9-XII-89
Casamiento
Siempre es una alegría para la Iglesia y para las familias cristianas –y más en estos tiempos– cuando un hombre y una mujer, en un acto de arrojo, se deciden a contraer un verdadero matrimonio frente a Dios. Porque uniones de parejas hay muchas, pero auténticos matrimonios pocos. Y no queremos criticar a nadie, porque todos sabemos de nuestras debilidades, de la falta de preparación en general de la gente para el amor de veras y del ambiente deformador que imponen los medios de comunicación social e influyen las costumbres. Todo sumado a las falsas ideologías y a las desilusiones a las cuales se arriesga quien se acerca al matrimonio sin una sólida preparación. De allí que no nos atrevamos a juzgar a nadie, ni apuntar con el dedo a ninguno.
Pero lo que sí podemos hacer con énfasis es insistir en que, si en este mundo hay alguna posibilidad de felicidad humana, -¡para todos: cristianos y no cristianos!- es en el ejercicio del verdadero amor. Porque el hombre no está hecho para cualquier cosa. Es un ser, admirablemente fruto de una evolución de millones de años, creado y programado genéticamente, para amar en serio. Todo su cerebro, todo su corazón, todo su corporeidad están hechos para realizarse fundamentalmente en el amor. Y cuando se le proponen objetivos inferiores de felicidad o se le enseñan formas pedestres de amor, frustra su verdadera vocación. Como si, a una computadora creada para programar vuelos a Marte, la utilizáramos para jugar al Ta-te-ti.
El verdadero amor para el ‘homo sapiens', no consiste solamente en el juego de sus sentidos, ni del jugo de sus glándulas, ni en los sentimientos de tango.

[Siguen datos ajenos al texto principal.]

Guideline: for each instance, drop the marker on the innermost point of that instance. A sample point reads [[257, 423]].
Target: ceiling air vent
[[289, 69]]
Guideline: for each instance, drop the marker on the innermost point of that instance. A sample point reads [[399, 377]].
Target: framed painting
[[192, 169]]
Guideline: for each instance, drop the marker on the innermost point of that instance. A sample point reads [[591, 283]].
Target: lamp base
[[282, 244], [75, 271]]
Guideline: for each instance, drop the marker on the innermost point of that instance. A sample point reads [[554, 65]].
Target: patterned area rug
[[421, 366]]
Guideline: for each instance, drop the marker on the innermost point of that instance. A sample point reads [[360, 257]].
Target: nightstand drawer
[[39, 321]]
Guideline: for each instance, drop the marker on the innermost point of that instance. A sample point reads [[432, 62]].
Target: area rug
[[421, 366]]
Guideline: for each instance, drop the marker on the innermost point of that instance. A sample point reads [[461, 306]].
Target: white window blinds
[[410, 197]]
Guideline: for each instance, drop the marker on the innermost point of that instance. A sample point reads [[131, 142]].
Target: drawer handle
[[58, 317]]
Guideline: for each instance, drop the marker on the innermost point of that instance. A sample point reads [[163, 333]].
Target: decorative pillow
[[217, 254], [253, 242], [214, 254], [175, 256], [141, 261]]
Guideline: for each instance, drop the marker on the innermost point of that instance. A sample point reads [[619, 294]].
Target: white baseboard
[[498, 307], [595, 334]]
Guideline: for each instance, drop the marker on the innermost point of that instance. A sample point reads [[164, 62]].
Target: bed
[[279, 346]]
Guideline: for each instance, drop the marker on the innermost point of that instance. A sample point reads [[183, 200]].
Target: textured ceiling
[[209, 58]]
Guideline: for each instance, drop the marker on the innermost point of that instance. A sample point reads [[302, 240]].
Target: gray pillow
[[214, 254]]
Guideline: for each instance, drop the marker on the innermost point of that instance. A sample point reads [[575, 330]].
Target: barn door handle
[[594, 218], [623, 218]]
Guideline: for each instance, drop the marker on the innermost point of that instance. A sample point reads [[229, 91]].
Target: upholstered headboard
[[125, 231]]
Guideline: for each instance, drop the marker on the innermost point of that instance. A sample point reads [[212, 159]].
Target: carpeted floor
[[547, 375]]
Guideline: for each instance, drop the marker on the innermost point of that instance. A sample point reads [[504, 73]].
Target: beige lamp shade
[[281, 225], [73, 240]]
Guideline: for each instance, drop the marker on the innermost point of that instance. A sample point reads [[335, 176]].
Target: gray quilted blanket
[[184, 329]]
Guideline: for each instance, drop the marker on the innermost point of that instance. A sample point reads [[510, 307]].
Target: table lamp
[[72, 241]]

Sino -todo eso, quizá, también- pero asumido por el compromiso de buscar el bien de la persona amada y, en el caso del matrimonio, con el abnegado olvido de sí mismo y la entrega total al vos, al tú.

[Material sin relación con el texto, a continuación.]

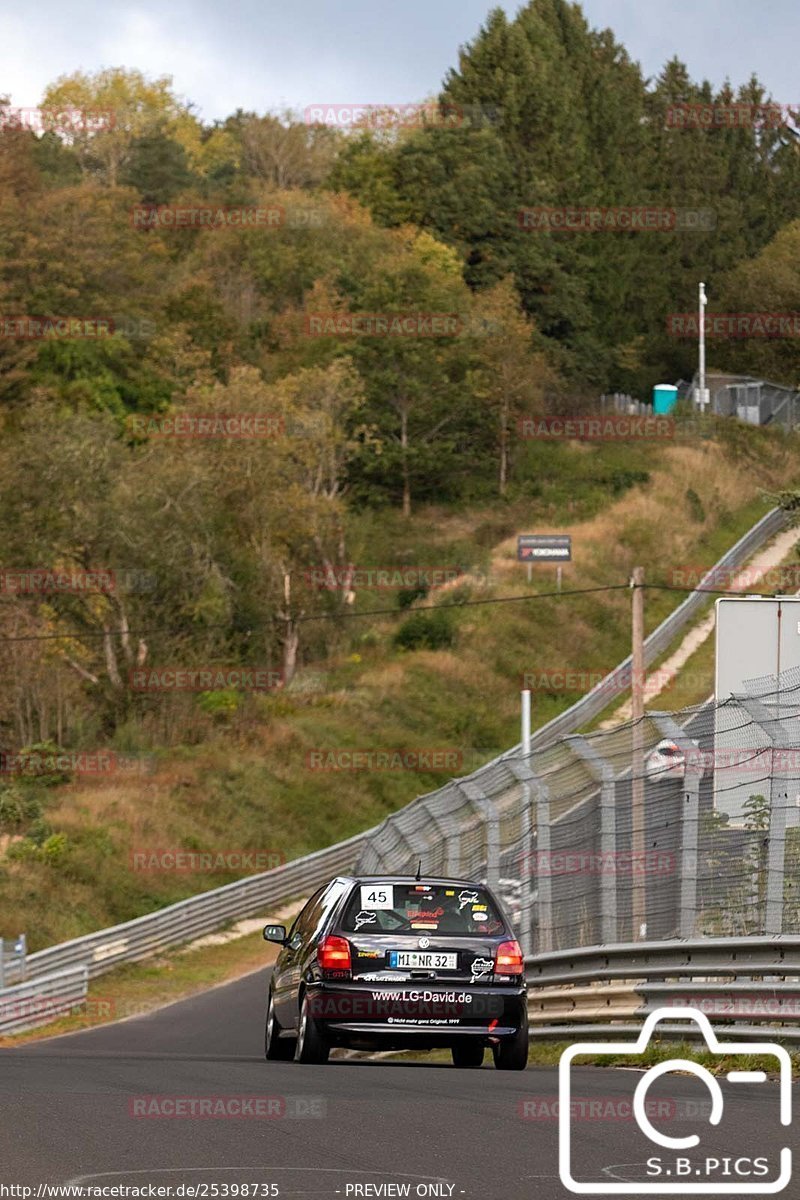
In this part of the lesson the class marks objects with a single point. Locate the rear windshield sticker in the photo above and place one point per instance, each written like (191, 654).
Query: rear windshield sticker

“ No hay amor más grande ”, dice Jesús, “ que el de dar la vida por el amigo ”. Pero es que todo hombre está llamado a la práctica de ese amor ‘más grande', en la entrega de su vida al otro del matrimonio. Y, fuera de ese amor y de esa entrega, el hombre jamás podrá realizarse; al menos en la plenitud de su vocación humana y, cuanto más, cristiana.
Solo en el encuentro de dos amores así: cuando vos pensás en su felicidad olvidándote de la tuya y él piensa en la tuya olvidándose de la de él; solo así se encuentra esa unidad de ‘una sola carne', ‘una sola persona', de la cual habla la Escritura. Porque, en la medida en que, al contrario, en vos, yo me busque a mí mismo, y vos, en mí, te busques a vos, en esa medida, en el encuentro de esos dos egoísmos, los dos quedamos solos.

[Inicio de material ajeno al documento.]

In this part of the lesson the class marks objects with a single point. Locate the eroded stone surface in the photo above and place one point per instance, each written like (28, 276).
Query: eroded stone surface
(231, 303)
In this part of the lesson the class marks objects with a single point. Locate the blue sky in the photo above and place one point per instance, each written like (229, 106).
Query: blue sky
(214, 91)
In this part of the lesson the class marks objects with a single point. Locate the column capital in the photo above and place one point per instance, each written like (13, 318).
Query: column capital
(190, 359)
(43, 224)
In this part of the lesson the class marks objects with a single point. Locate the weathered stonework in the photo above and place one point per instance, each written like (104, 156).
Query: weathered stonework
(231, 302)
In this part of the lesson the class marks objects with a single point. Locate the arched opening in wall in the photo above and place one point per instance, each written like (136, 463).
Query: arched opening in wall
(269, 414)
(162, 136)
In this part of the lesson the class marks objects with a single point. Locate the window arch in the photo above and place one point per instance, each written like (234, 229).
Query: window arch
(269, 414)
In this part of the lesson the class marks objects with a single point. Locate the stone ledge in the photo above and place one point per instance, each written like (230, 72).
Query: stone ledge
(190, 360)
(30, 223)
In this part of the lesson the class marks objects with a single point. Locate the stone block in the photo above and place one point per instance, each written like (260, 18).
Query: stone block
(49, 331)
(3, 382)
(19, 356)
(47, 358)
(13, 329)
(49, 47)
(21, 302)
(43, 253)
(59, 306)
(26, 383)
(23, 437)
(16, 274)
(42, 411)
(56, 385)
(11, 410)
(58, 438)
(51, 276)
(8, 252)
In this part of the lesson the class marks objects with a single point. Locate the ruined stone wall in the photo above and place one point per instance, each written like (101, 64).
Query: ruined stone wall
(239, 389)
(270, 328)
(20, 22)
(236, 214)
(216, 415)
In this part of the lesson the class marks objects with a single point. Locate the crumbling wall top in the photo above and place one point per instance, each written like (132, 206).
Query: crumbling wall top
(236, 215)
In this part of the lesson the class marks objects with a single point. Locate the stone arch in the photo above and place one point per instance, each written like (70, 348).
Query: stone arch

Porque también a este nivel se da la paradoja del evangelio: “aquel que se busque a sí mismo ese nunca se encontrará, aquel que se entregue por amor a mí ese se hallará”.
Y este darse del amor matrimonial es amor pleno en la medida en que es darse pleno. Lo cual significa: exclusivo y para siempre. Toda la vida, sin condiciones, excepto las de las leyes de Dios. Pero este es un darse, un perderse a sí mismo, para encontrarse verdaderamente: un morir al ‘ego' para renacer al verdadero ‘yo' en el ‘nosotros', en el tú y, si Dios quiere, también en los hijos.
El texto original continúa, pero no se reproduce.